Wednesday, May 04, 2016

LearnJavaByTurnBasedGame - chapter 1

Learn Java By a Turn-Based Game

By Andrea Valente – –

[CHAPTER 1] Programming is expressing myself

I want to (re)make something in on my computer, and because of that I NEED programming.
When I was 10 I used to watch super-robots on TV (Grendizer and Steel Jeeg being my favorites) and I constantly tried to remake them with LEGO ( ). In the 1980s there were no specific pieces for making humanoid robots in the basic LEGO sets, so I was progressing in 2 ways: randomly assembling LEGO to see if I could get some useful features like a moving joint or a detachable punch rockets; at the same time I was trying to reason on the overall shape of the robots and re-build them with the available LEGO bricks. The results were kind of comic (looking back now) but I felt real pride in the exercise, and one of the results of this thinking process was that I went browsing LEGO boxes in shops looking for the pieces that I needed, instead of looking at the actual cars or houses that you were supposed to build with the box. Within a few years I put together a collection of various LEGO bricks in a large drawer in my bedroom: they were my toolbox and raw materials for my reverse engineering projects.

Grendizer toy

Kotetsu Jeeg poster

A typical LEGO set (mid-80s)

My LEGO Jeeg (early 1980s) 

Later, when I had my first computer (a Commodore 64) I found that the same way of thinking worked in programming too: you can go bottom-up and play with the basic commands to see what they do and mean, but at the same time you can think of something complete you want to achieve and break it apart in a top-down fashion, until you can re-build it. 
In this case I want to remake Nitrome’s Rust Bucket ( or Turnament ( ) or a game that feels like that.

Turnament snapshot

Rust Bucket screenshot

Reverse engineer a game

I have to start simpler, to be able to grasp what the game is actually doing. Also I need to start playing the game with a different goal in mind: not to win, but to test it, to uncover what the programmers and game designers put in the game, its rules, the way enemies moves and the subtle balance between what my character can do and the way the level is designed to be difficult but winnable.
First of all: Rust Bucket is a turn-based game, which means that nothing happens while you think about your next move. It is very much like chess, where you move and then the opponent (here the rules of the game) move. Each enemy moves in a different way, and the timing is a very important part of the game.
My remake will be called something funny that is also a pun on the original name, for example: Oxidized Pot (or OP for short).

The language: Java

I want to use Java for this project, but it could also be any other object-oriented programming language. For a theoretical introduction to Java just google it. As for the reverse engineering of robots with LEGO, I think I will get deeper understanding of my tools as I need it to solve the problems that arise in the projects.
I still need the equivalent of my LEGO drawer, which in programming is an IDE (Integrated Development Environment) and for Java a classic, free one is NetBeans (see When I download NetBeans I get a program to edit, compile and run and debug my programs, but also a Java Virtual Machine, compiler and other Java tools that are needed to be able to run my programs. These are my digital construction blocks and the tools required to express myself and realize my reverse engineering dreams (and perhaps even create new original games and applications).

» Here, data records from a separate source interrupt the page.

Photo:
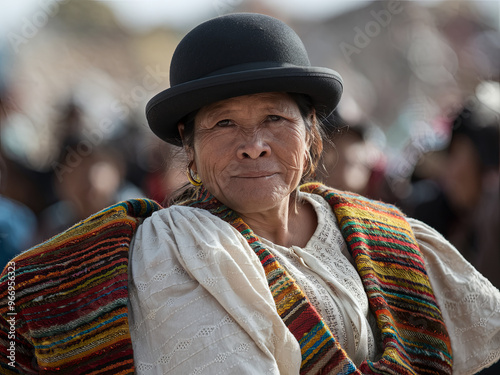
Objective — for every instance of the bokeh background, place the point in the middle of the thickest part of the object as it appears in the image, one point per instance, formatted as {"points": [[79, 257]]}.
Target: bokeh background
{"points": [[417, 125]]}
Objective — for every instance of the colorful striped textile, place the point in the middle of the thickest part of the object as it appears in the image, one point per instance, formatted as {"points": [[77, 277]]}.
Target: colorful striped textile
{"points": [[387, 257], [70, 308]]}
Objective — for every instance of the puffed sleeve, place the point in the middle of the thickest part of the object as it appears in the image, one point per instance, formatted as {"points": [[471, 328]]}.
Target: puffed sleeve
{"points": [[469, 302], [200, 303]]}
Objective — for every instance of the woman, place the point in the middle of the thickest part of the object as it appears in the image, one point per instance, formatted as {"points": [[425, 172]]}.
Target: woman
{"points": [[251, 273]]}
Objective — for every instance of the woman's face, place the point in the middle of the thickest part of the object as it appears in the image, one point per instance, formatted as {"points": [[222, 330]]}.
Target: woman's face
{"points": [[250, 151]]}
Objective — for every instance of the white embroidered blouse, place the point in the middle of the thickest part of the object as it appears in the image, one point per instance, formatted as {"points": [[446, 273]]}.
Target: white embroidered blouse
{"points": [[199, 300]]}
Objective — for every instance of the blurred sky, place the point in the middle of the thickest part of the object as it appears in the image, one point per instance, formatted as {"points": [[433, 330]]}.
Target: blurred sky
{"points": [[143, 14]]}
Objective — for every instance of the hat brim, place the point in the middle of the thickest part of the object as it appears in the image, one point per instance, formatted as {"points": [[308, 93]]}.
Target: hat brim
{"points": [[165, 110]]}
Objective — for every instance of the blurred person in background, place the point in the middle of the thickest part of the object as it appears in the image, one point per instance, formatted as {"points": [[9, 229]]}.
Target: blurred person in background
{"points": [[18, 223], [85, 184], [250, 270], [463, 202]]}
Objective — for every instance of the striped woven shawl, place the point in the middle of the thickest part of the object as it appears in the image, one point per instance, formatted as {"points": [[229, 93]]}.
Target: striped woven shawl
{"points": [[70, 307], [393, 273], [70, 310]]}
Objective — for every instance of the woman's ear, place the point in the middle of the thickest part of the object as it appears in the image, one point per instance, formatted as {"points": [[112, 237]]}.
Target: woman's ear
{"points": [[180, 128], [189, 151]]}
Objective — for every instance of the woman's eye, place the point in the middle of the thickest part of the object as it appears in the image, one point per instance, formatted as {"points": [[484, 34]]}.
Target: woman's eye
{"points": [[274, 118], [223, 123]]}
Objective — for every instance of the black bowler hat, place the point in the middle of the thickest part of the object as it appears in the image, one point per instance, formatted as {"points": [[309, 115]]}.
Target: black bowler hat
{"points": [[233, 55]]}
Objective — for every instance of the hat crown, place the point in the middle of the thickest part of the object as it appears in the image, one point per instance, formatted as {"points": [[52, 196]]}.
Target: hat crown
{"points": [[236, 42]]}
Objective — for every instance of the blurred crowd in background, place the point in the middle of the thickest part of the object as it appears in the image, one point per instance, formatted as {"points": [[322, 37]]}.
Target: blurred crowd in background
{"points": [[418, 125]]}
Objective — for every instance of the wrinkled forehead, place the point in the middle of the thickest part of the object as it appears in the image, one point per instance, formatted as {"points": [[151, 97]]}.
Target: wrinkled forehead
{"points": [[272, 101]]}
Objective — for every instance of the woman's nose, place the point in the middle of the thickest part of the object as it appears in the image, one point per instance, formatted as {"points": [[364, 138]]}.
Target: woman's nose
{"points": [[253, 147]]}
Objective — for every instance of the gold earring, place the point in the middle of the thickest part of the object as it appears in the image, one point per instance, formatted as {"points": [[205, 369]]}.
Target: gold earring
{"points": [[195, 181]]}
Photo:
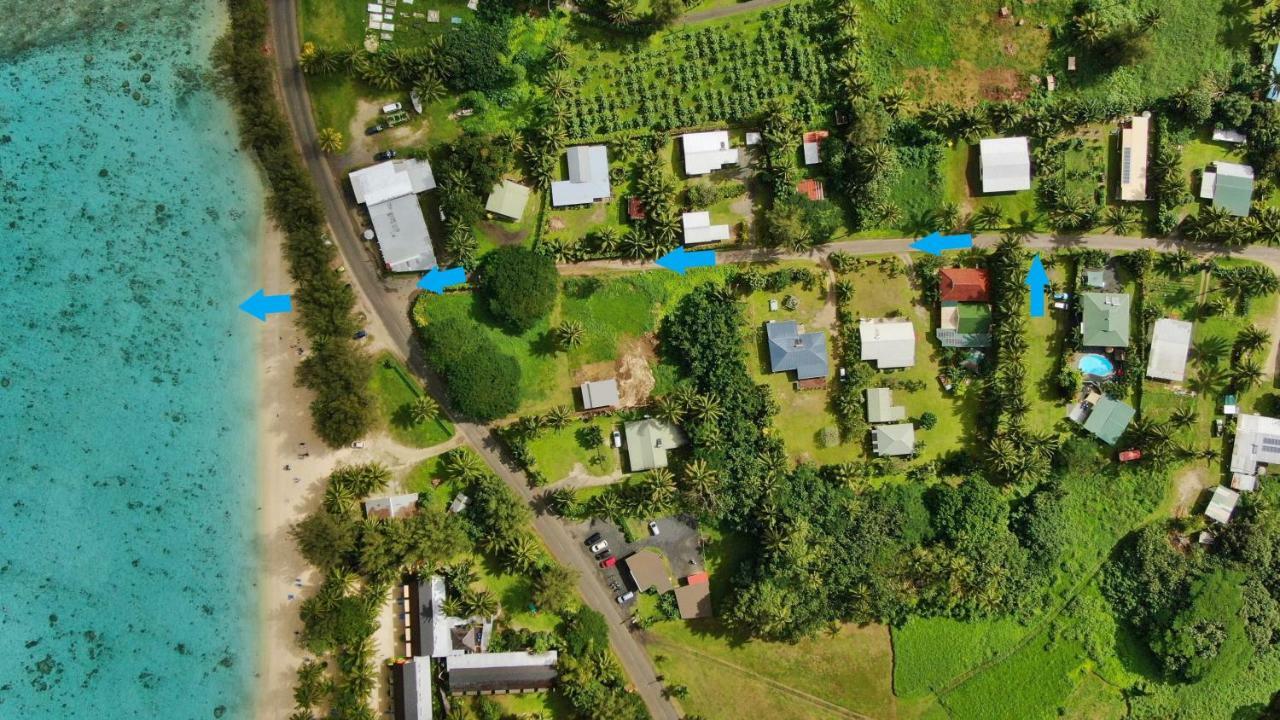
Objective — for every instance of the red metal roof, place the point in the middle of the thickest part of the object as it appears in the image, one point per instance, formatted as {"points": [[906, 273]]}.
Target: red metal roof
{"points": [[964, 285], [812, 188]]}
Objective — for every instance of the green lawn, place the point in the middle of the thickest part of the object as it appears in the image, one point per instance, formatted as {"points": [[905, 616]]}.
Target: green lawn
{"points": [[396, 390], [560, 452]]}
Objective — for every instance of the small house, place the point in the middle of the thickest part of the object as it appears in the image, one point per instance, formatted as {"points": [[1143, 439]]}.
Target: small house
{"points": [[707, 151], [1133, 158], [694, 597], [1229, 186], [881, 409], [501, 673], [699, 228], [648, 442], [1006, 164], [794, 350], [890, 342], [1105, 319], [588, 177], [894, 441], [392, 506], [1109, 419], [1170, 342], [599, 393], [648, 570], [507, 199], [1221, 505]]}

The first time that I worked with an IDE like NetBeans I found it a bit weird and even simple things like opening an existing project or running my code was not that easy. To familiarize myself with new tools I find it useful to walk through a tutorial or 2. So after installing NetBeans I would probably take a quick look at a tutorial like this one: .
It show how to create a new project, and how to run it. Another tutorial that covers more or less the same topics is:
from Java's official documentation (a good place to look for Java-related material).